Under Italy’s current ‘green pass’ system, the unvaccinated must provide proof of a negative Covid test taken within the last 48 hours to be permitted the same rights as the vaccinated, but that is set to change when the country adopts the ‘super green pass’. When the new rules are brought in, the unvaccinated must now show that they have recovered from Covid or get jabbed in order to enter cinemas, gyms, stadiums, and numerous other public venues, although it is not yet apparent whether the measures will be enforced nationally or only apply to local regions with high infection rates. The Guardian has the story.
The ‘super green pass’ is expected to take effect over the next week and would require people to prove they are vaccinated or have recovered from Covid in order to access cinemas, theatres, gyms, nightclubs, ski lifts and stadiums, as well as to be served indoors at bars and restaurants.
Under current ‘green pass’ rules, those who provide proof of a negative test taken within the previous 48 hours are permitted to access those activities.
The Prime Minister, Mario Draghi, has been under pressure from regional governors to impose a stricter health mandate against people who have not been vaccinated. He is meeting cabinet ministers on Wednesday afternoon to give the decree the final nod, according to reports in the Italian press.
Draghi is also reported to be contemplating making the Covid vaccine obligatory for the police force and teachers.
It is unclear if the new pass would be required across Italy or only in regions with high infections and where hospitals are under strain.
Italy introduced its green pass in August and made it mandatory for workplaces in October. It is also required for boarding long-distance trains and domestic flights. Under the new measure, unvaccinated people will still be able to travel and access their workplace with proof of a negative test.
The workplace mandate intensified protests across the country, especially in the northern city of Trieste, where there has been a sharp rise in infections and hospitalisations in recent weeks. Calls for tighter rules have been led by Massimiliano Fedriga, the president of Friuli Venezia Giulia, the region surrounding Trieste.
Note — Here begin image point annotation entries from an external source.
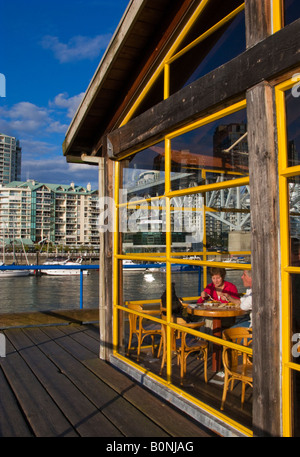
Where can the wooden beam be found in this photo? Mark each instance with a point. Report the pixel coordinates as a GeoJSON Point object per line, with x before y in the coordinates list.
{"type": "Point", "coordinates": [263, 175]}
{"type": "Point", "coordinates": [258, 21]}
{"type": "Point", "coordinates": [228, 83]}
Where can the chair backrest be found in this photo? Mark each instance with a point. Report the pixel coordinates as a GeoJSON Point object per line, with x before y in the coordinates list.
{"type": "Point", "coordinates": [238, 335]}
{"type": "Point", "coordinates": [135, 307]}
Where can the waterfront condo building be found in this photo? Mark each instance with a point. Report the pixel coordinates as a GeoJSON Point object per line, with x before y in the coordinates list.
{"type": "Point", "coordinates": [10, 159]}
{"type": "Point", "coordinates": [62, 214]}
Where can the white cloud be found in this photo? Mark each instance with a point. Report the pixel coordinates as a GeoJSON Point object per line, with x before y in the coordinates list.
{"type": "Point", "coordinates": [70, 104]}
{"type": "Point", "coordinates": [78, 48]}
{"type": "Point", "coordinates": [24, 117]}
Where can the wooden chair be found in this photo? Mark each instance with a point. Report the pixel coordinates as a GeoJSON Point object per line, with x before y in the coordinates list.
{"type": "Point", "coordinates": [183, 346]}
{"type": "Point", "coordinates": [137, 327]}
{"type": "Point", "coordinates": [237, 365]}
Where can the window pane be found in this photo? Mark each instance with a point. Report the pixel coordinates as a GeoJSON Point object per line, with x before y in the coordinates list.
{"type": "Point", "coordinates": [219, 146]}
{"type": "Point", "coordinates": [223, 45]}
{"type": "Point", "coordinates": [291, 11]}
{"type": "Point", "coordinates": [292, 121]}
{"type": "Point", "coordinates": [143, 226]}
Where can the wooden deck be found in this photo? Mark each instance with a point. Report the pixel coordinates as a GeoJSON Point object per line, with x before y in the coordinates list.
{"type": "Point", "coordinates": [53, 385]}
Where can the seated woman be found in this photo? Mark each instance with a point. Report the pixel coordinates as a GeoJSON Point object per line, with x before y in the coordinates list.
{"type": "Point", "coordinates": [219, 289]}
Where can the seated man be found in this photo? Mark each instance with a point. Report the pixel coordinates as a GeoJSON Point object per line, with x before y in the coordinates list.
{"type": "Point", "coordinates": [245, 301]}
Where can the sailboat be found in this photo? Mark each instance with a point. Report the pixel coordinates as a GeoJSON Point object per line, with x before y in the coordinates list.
{"type": "Point", "coordinates": [12, 273]}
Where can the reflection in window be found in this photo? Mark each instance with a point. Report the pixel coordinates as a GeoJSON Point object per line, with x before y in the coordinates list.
{"type": "Point", "coordinates": [291, 11]}
{"type": "Point", "coordinates": [294, 197]}
{"type": "Point", "coordinates": [296, 402]}
{"type": "Point", "coordinates": [292, 121]}
{"type": "Point", "coordinates": [143, 174]}
{"type": "Point", "coordinates": [218, 146]}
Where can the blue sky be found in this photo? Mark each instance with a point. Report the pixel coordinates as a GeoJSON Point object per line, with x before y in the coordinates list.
{"type": "Point", "coordinates": [49, 51]}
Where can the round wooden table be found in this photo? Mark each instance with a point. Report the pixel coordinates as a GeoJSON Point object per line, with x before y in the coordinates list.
{"type": "Point", "coordinates": [216, 314]}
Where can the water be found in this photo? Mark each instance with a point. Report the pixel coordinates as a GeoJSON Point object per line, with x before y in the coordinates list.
{"type": "Point", "coordinates": [42, 293]}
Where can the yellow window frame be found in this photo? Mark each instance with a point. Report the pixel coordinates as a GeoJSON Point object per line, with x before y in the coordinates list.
{"type": "Point", "coordinates": [284, 172]}
{"type": "Point", "coordinates": [172, 54]}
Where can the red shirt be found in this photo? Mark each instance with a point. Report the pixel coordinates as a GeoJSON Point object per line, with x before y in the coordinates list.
{"type": "Point", "coordinates": [228, 288]}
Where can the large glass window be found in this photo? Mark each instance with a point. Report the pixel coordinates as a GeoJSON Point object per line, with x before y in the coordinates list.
{"type": "Point", "coordinates": [174, 225]}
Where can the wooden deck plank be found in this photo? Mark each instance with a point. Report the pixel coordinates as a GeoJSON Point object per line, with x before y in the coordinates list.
{"type": "Point", "coordinates": [62, 388]}
{"type": "Point", "coordinates": [112, 405]}
{"type": "Point", "coordinates": [160, 412]}
{"type": "Point", "coordinates": [86, 419]}
{"type": "Point", "coordinates": [12, 421]}
{"type": "Point", "coordinates": [87, 339]}
{"type": "Point", "coordinates": [42, 413]}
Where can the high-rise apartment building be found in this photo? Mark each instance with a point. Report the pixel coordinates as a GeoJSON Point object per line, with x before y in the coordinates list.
{"type": "Point", "coordinates": [10, 159]}
{"type": "Point", "coordinates": [62, 214]}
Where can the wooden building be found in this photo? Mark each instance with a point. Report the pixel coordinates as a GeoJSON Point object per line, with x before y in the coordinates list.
{"type": "Point", "coordinates": [204, 96]}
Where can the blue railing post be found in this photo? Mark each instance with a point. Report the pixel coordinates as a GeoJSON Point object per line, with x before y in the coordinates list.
{"type": "Point", "coordinates": [81, 288]}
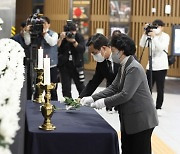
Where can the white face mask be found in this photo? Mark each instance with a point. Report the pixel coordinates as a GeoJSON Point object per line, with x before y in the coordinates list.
{"type": "Point", "coordinates": [115, 56]}
{"type": "Point", "coordinates": [157, 31]}
{"type": "Point", "coordinates": [98, 57]}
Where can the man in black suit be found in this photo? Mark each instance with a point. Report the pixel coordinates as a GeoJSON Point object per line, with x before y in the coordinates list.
{"type": "Point", "coordinates": [70, 59]}
{"type": "Point", "coordinates": [105, 68]}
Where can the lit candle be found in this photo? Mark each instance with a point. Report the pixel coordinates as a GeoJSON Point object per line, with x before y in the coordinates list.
{"type": "Point", "coordinates": [40, 58]}
{"type": "Point", "coordinates": [47, 77]}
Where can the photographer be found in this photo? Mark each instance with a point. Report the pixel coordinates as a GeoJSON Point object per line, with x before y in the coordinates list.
{"type": "Point", "coordinates": [47, 39]}
{"type": "Point", "coordinates": [160, 42]}
{"type": "Point", "coordinates": [70, 59]}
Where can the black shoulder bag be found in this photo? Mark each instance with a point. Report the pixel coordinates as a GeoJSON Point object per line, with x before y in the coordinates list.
{"type": "Point", "coordinates": [171, 58]}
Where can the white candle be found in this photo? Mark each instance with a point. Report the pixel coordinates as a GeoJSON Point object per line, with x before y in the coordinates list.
{"type": "Point", "coordinates": [40, 58]}
{"type": "Point", "coordinates": [47, 77]}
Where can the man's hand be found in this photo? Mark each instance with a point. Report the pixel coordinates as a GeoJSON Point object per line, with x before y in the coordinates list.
{"type": "Point", "coordinates": [86, 101]}
{"type": "Point", "coordinates": [99, 104]}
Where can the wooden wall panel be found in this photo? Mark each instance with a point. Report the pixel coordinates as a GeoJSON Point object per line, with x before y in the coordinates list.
{"type": "Point", "coordinates": [141, 14]}
{"type": "Point", "coordinates": [99, 18]}
{"type": "Point", "coordinates": [58, 11]}
{"type": "Point", "coordinates": [23, 11]}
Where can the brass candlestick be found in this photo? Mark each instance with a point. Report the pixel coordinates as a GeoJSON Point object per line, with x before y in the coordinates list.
{"type": "Point", "coordinates": [47, 109]}
{"type": "Point", "coordinates": [39, 86]}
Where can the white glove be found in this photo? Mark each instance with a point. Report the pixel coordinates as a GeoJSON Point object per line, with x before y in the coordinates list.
{"type": "Point", "coordinates": [99, 104]}
{"type": "Point", "coordinates": [86, 101]}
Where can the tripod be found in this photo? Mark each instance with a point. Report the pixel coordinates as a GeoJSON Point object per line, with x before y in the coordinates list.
{"type": "Point", "coordinates": [149, 45]}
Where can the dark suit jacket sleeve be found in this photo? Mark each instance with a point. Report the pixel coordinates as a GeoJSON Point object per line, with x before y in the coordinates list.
{"type": "Point", "coordinates": [129, 88]}
{"type": "Point", "coordinates": [93, 83]}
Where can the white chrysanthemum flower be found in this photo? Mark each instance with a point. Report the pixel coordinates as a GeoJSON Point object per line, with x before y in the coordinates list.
{"type": "Point", "coordinates": [11, 81]}
{"type": "Point", "coordinates": [4, 150]}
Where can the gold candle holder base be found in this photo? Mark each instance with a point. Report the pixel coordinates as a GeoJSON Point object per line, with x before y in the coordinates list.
{"type": "Point", "coordinates": [47, 109]}
{"type": "Point", "coordinates": [39, 87]}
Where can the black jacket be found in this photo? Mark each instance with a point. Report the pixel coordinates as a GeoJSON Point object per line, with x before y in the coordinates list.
{"type": "Point", "coordinates": [77, 53]}
{"type": "Point", "coordinates": [101, 73]}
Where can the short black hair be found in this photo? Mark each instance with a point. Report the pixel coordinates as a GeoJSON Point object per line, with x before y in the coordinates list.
{"type": "Point", "coordinates": [158, 22]}
{"type": "Point", "coordinates": [46, 19]}
{"type": "Point", "coordinates": [23, 24]}
{"type": "Point", "coordinates": [98, 40]}
{"type": "Point", "coordinates": [124, 43]}
{"type": "Point", "coordinates": [70, 26]}
{"type": "Point", "coordinates": [116, 32]}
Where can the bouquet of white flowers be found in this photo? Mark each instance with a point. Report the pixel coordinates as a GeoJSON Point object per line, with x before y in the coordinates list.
{"type": "Point", "coordinates": [11, 82]}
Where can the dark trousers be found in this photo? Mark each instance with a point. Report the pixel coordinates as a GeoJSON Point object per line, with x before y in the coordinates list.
{"type": "Point", "coordinates": [158, 77]}
{"type": "Point", "coordinates": [68, 72]}
{"type": "Point", "coordinates": [139, 143]}
{"type": "Point", "coordinates": [54, 79]}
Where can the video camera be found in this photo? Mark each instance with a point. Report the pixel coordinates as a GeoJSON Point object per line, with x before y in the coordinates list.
{"type": "Point", "coordinates": [149, 28]}
{"type": "Point", "coordinates": [69, 28]}
{"type": "Point", "coordinates": [36, 23]}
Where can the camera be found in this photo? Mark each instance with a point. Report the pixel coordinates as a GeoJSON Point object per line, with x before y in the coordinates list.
{"type": "Point", "coordinates": [70, 35]}
{"type": "Point", "coordinates": [149, 28]}
{"type": "Point", "coordinates": [36, 23]}
{"type": "Point", "coordinates": [68, 28]}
This month Fedriga, a politician with the far-right League, described the anti-vaccination and anti-green pass protests as “idiocy”. He said on Sunday that the super green pass was not discriminatory and the only alternative would be another lockdown.
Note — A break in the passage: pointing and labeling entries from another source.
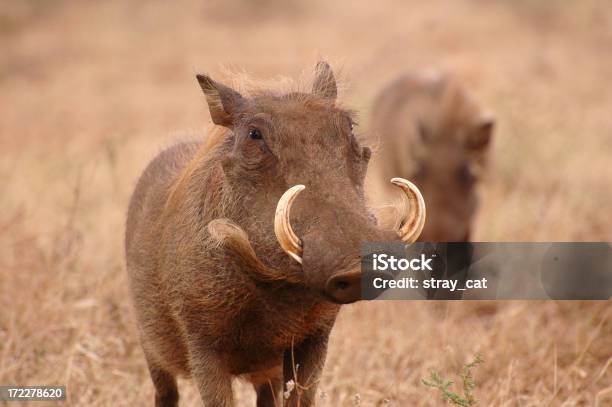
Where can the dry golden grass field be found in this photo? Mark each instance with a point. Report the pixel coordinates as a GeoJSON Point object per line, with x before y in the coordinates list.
{"type": "Point", "coordinates": [90, 91]}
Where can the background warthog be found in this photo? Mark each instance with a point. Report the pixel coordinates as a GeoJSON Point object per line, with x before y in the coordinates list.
{"type": "Point", "coordinates": [215, 294]}
{"type": "Point", "coordinates": [428, 129]}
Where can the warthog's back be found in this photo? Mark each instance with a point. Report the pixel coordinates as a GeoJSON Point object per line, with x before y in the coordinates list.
{"type": "Point", "coordinates": [151, 193]}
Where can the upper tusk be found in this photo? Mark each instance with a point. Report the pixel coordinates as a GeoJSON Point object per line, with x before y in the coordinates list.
{"type": "Point", "coordinates": [413, 222]}
{"type": "Point", "coordinates": [287, 239]}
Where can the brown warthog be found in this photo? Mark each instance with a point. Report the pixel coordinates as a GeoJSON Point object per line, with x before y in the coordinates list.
{"type": "Point", "coordinates": [216, 295]}
{"type": "Point", "coordinates": [430, 130]}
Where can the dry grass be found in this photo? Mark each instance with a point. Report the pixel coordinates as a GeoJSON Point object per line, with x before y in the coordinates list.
{"type": "Point", "coordinates": [90, 91]}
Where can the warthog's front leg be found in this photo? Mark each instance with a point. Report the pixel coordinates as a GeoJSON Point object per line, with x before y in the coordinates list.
{"type": "Point", "coordinates": [305, 361]}
{"type": "Point", "coordinates": [213, 380]}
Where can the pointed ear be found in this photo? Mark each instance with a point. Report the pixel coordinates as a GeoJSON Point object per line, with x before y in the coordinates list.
{"type": "Point", "coordinates": [480, 137]}
{"type": "Point", "coordinates": [223, 101]}
{"type": "Point", "coordinates": [324, 84]}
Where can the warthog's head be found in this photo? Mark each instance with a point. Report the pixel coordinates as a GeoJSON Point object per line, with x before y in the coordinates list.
{"type": "Point", "coordinates": [450, 154]}
{"type": "Point", "coordinates": [302, 143]}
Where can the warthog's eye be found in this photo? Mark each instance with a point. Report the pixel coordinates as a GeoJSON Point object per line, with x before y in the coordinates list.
{"type": "Point", "coordinates": [255, 134]}
{"type": "Point", "coordinates": [466, 175]}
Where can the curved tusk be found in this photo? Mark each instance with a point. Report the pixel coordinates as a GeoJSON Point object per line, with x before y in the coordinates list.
{"type": "Point", "coordinates": [287, 239]}
{"type": "Point", "coordinates": [414, 220]}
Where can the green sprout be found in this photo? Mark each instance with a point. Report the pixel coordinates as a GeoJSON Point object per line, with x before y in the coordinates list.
{"type": "Point", "coordinates": [436, 381]}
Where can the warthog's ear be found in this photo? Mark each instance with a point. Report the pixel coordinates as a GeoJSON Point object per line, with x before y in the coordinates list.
{"type": "Point", "coordinates": [324, 83]}
{"type": "Point", "coordinates": [222, 100]}
{"type": "Point", "coordinates": [480, 137]}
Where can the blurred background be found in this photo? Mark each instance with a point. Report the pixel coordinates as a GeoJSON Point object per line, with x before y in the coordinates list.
{"type": "Point", "coordinates": [91, 91]}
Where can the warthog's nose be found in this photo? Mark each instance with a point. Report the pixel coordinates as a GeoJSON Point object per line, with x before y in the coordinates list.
{"type": "Point", "coordinates": [347, 287]}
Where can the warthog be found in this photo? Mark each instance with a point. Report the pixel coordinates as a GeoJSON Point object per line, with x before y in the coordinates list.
{"type": "Point", "coordinates": [223, 283]}
{"type": "Point", "coordinates": [429, 129]}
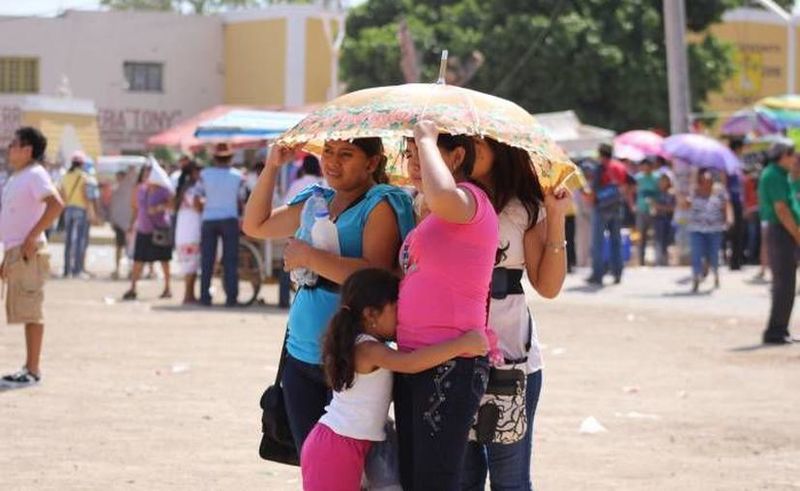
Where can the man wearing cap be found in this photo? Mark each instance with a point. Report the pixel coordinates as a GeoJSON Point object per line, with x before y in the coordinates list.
{"type": "Point", "coordinates": [609, 193]}
{"type": "Point", "coordinates": [30, 205]}
{"type": "Point", "coordinates": [220, 195]}
{"type": "Point", "coordinates": [78, 214]}
{"type": "Point", "coordinates": [646, 192]}
{"type": "Point", "coordinates": [779, 207]}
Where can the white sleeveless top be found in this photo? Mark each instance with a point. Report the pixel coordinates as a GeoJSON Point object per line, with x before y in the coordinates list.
{"type": "Point", "coordinates": [508, 317]}
{"type": "Point", "coordinates": [360, 412]}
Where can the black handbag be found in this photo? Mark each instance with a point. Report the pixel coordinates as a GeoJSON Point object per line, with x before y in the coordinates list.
{"type": "Point", "coordinates": [502, 415]}
{"type": "Point", "coordinates": [277, 442]}
{"type": "Point", "coordinates": [162, 234]}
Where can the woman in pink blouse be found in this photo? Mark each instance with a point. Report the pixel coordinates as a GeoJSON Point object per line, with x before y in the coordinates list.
{"type": "Point", "coordinates": [447, 261]}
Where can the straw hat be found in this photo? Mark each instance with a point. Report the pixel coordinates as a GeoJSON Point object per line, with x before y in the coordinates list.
{"type": "Point", "coordinates": [223, 149]}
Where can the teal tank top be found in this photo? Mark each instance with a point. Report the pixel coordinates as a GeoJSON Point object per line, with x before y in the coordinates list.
{"type": "Point", "coordinates": [312, 309]}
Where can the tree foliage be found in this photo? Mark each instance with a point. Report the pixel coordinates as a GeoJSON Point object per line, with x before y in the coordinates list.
{"type": "Point", "coordinates": [606, 60]}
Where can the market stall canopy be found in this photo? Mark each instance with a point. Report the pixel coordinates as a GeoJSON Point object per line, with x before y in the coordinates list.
{"type": "Point", "coordinates": [576, 138]}
{"type": "Point", "coordinates": [182, 135]}
{"type": "Point", "coordinates": [253, 124]}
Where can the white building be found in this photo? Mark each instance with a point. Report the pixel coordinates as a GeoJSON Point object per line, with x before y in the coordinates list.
{"type": "Point", "coordinates": [142, 72]}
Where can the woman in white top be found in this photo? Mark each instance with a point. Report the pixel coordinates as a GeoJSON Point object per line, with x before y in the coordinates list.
{"type": "Point", "coordinates": [308, 175]}
{"type": "Point", "coordinates": [532, 241]}
{"type": "Point", "coordinates": [709, 215]}
{"type": "Point", "coordinates": [358, 367]}
{"type": "Point", "coordinates": [187, 228]}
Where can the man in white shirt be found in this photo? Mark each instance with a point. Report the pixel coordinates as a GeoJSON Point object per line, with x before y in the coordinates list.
{"type": "Point", "coordinates": [30, 205]}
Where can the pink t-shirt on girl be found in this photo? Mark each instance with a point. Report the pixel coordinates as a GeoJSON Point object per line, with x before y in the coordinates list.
{"type": "Point", "coordinates": [448, 269]}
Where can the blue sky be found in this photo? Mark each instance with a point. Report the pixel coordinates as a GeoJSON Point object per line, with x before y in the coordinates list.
{"type": "Point", "coordinates": [53, 7]}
Umberto Lucangelo, the head of an intensive care unit at a hospital in Trieste, recently said 90% of Covid patients were unvaccinated and many had been involved in the protests.
The tougher rules have been supported by regional presidents from across the political spectrum. Stefano Bonaccini, the centre-left Democratic party president of Emilia-Romagna, told Ansa: “I think people who are vaccinated should have a preferential path in those places of social and cultural life, in particular, in order to prevent them from having to close.”